A Victor suffered a landing gear failure and had to be belly-landed on the grass runway at RAF Scampton. More damage was caused by the recovery of the aircraft than by the crash. In all cases, Hazelden was able to report in meticulous detail the events leading up to the crash.

==Later career==
When Handley Page went into voluntary liquidation in March 1970, Hazelden flew for small airlines for several years, and then retired to Lincolnshire. He became president of the Handley Page Association in 1978.

==Personal life==
Hazelden was a pupil of the Judd School, Tonbridge, from 1926 to 1933. He married Esma May Jones in March 1942, with whom he had a daughter Valerie.
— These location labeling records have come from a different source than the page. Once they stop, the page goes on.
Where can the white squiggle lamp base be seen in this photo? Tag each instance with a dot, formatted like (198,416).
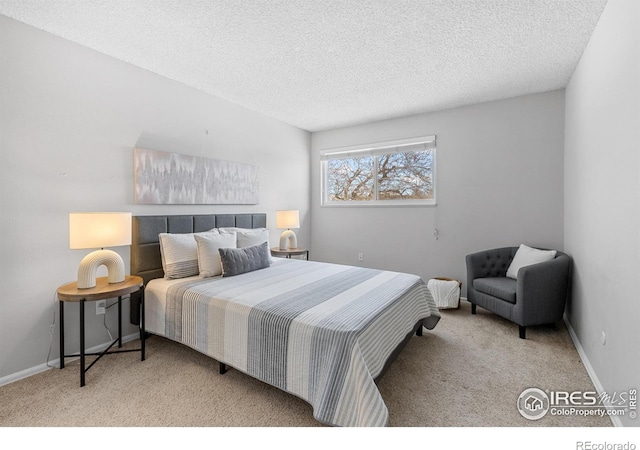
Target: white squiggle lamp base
(89,267)
(288,240)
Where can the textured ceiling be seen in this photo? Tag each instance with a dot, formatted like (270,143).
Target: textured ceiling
(320,64)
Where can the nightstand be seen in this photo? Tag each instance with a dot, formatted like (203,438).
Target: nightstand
(275,251)
(102,291)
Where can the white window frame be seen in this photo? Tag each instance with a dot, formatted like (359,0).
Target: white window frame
(379,148)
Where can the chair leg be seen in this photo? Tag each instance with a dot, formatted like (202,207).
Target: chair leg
(523,332)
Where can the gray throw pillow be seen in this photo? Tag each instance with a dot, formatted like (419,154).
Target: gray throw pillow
(241,260)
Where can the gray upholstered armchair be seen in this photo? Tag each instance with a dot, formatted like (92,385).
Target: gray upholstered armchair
(537,297)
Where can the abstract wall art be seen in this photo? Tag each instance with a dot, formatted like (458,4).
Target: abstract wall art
(174,179)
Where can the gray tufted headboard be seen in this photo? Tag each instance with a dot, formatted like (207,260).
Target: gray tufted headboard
(146,261)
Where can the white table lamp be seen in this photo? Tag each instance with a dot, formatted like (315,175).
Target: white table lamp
(99,230)
(287,219)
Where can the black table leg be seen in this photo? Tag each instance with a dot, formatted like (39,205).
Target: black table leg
(82,370)
(120,322)
(142,331)
(61,325)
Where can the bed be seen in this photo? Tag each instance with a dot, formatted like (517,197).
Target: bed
(323,332)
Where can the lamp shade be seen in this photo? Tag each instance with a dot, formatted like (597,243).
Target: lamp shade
(286,219)
(99,230)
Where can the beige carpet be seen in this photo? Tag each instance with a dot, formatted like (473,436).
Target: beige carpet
(467,372)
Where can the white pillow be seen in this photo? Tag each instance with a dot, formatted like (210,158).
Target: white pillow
(526,256)
(179,253)
(208,255)
(248,237)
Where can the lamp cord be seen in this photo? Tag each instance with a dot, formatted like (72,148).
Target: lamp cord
(52,327)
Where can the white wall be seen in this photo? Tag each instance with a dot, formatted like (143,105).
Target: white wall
(499,183)
(602,197)
(69,120)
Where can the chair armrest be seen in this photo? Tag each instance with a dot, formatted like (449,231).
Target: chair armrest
(542,289)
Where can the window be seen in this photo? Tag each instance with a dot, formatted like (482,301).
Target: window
(389,173)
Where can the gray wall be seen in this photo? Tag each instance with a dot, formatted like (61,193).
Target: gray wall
(602,196)
(69,120)
(499,183)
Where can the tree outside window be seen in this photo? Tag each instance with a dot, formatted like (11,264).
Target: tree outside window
(403,174)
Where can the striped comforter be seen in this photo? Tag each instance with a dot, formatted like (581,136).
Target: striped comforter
(319,331)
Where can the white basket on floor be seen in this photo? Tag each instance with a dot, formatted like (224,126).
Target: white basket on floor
(445,292)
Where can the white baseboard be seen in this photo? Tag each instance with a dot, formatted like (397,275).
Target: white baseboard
(55,363)
(592,373)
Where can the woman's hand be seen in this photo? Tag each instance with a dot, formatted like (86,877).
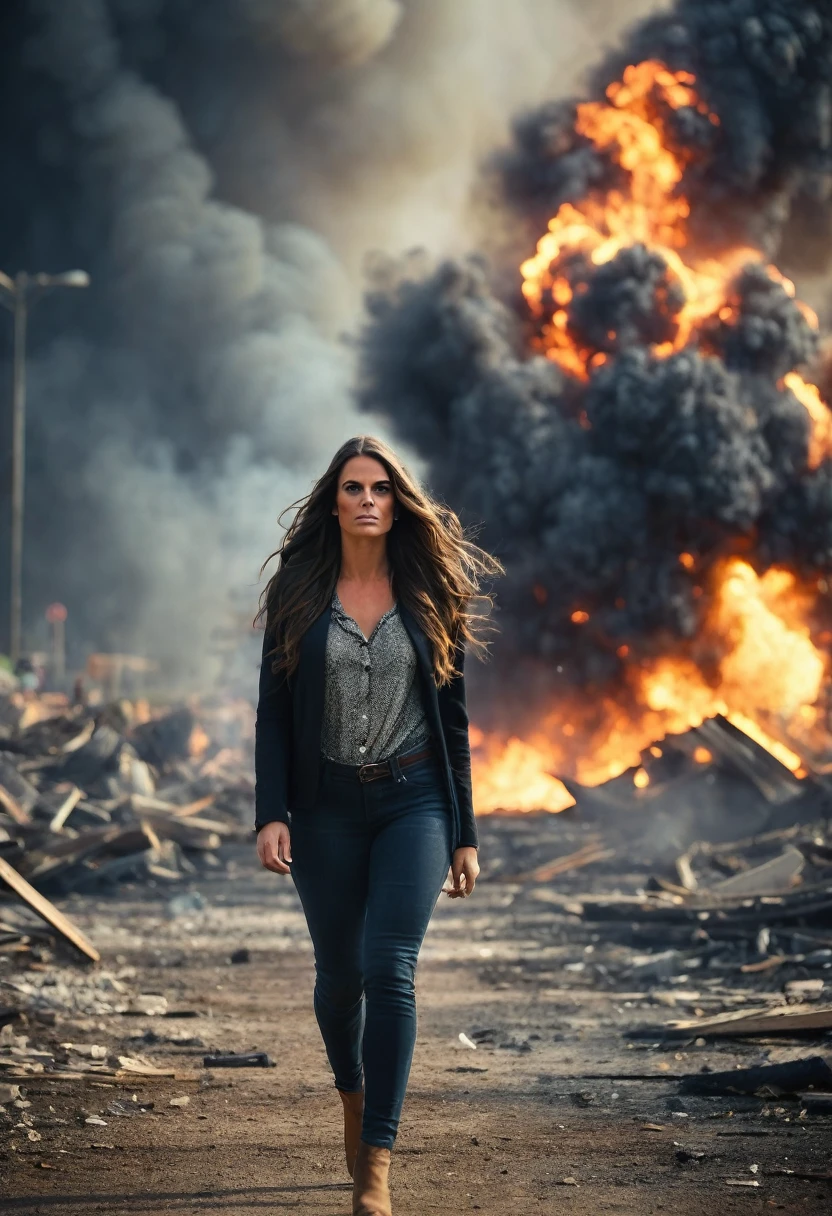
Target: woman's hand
(274,846)
(464,872)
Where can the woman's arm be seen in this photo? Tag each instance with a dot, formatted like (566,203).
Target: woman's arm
(454,714)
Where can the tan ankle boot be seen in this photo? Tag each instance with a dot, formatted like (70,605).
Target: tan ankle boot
(353,1118)
(371,1195)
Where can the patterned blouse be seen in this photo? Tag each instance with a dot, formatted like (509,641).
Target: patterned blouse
(374,704)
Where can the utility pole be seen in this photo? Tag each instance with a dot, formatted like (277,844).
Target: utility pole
(17,294)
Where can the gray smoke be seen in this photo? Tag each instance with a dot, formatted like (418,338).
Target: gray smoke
(348,32)
(590,491)
(221,169)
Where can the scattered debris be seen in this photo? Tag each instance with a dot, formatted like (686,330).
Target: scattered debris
(768,1080)
(780,1020)
(251,1059)
(48,911)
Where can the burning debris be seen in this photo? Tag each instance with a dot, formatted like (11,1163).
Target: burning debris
(631,411)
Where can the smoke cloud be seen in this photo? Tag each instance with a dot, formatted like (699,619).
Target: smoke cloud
(221,170)
(348,32)
(591,490)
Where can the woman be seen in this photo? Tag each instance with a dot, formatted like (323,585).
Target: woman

After Esma's death, Hazelden married married Jennifer Vallee (nee McEwan) in 1987.

== Honours and awards ==
- 9 May 1941 – Distinguished Flying Cross (DFC) – Pilot Officer Hedley George Hazelden (60323) Royal Air Force Volunteer Reserve, No. 44 Squadron.
- 22 September 1942 Bar to the Distinguished Flying Cross (DFC) – Acting Flight Lieutenant Hedley George Hazelden, D.F.C. (60323), Royal Air Force Volunteer Reserve, No. 82 Squadron.
- 12 June 1947 – King's Commendation for Valuable Service in the Air – Acting Squadron Leader H.G. Hazelden, D.F.C. (60323), R.A.F.V.R.
- 1 January 1959 – Queen's Commendation for Valuable Service in the Air – Squadron Leader Hedley George Hazelden, D.F.C., Chief Test Pilot, Handley Page, Ltd.